Contested Elections and a Constitutional Crisis

Several times in the past few weeks, by several different people, I’ve been asked the following question in one form or another:

“What’s to stop Donald Trump simply refusing to accept the results of an election where he’s voted out?”

Several potential justifications or complex scenarios were presented for my consideration.  In one, Trump would challenge in one or more states (such as California) on the grounds that illegal immigrants make up enough of the electorate to invalidate the results.  Others, less plausible, involve everything from a last-minute declaration of war or a state of emergency that prohibits Congress from assembling.

Here’s what I know:

There is no possibility of triggering a Constitutional crisis by the act of challenging the results of an election; there exists a process within which even courts must abide — including the Supreme Court.
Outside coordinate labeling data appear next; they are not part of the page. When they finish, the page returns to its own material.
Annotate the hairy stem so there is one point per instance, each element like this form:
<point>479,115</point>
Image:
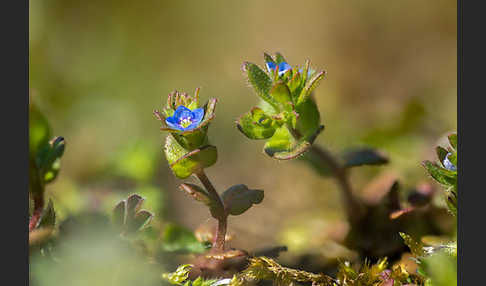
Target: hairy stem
<point>218,243</point>
<point>354,209</point>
Certainly any close vote in a state can trigger a recount, and lawsuits may be filed within that jurisdiction, but at a set time the state’s legislature is required to certify results in order for its Electoral College votes to qualify. If a state does not so choose to certify, or is enjoined from doing so by its own supreme court — the only one with jurisdiction — then its votes will not count. It would be unfortunate, but it would not be a crisis; moreover, Donald Trump could not trigger this chain of events by himself.  There would need to be a well-funded state organization skilled in the law and with substantiative objections to even begin such an effort, which judging by history would be unlikely to succeed.

Should Congress be unable to assemble to count the Electoral votes on the set date — and no court in the land has the authority to prevent them, not even the Supreme Court of the United States; but it’s possible that a natural disaster might intervene, or a military attack on Washington D.C. — there still exists a process to determine the succeeding President… who cannot in that case be Trump.
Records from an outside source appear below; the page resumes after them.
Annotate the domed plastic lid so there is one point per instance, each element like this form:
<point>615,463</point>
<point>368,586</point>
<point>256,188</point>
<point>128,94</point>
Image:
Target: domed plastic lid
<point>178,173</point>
If Congress assembles but is unable to choose a new President for whatever reason, there is still a procedure in place by which the next President will be chosen.  Again, that person cannot possibly be Trump.  Should the Supreme Court prevent Congress from accepting the votes of a state (even though it doesn’t have jurisdiction), it’s still not a crisis.  And so on, and so on.

Please understand:  Donald Trump being willing to accept the results of an election is not required for that election to take place.  He can challenge all he likes, but in no way can such a challenge create a crisis.

Finally, I’d like to point out that it’s not in Trump’s nature to do such a thing.  He’s a fighter; without overly stretching the truth he can even be characterized as a slimy weasel of a dirty fighter who, when backed into a corner, will attempt any expedient to escape disaster.  However, in such a case as the question suggests, merely contesting the election would be unlikely in the extreme for the simple reason that it’s the option least likely to be effective.  It would be much easier for him to resign at the last moment on the condition that his successor, Mike Pence, would issue a blanket pardon.

Which, again, would not precipitate a crisis of any sort.

…well, some Internet heads might explode, and therapists would continue to prosper, but otherwise, no.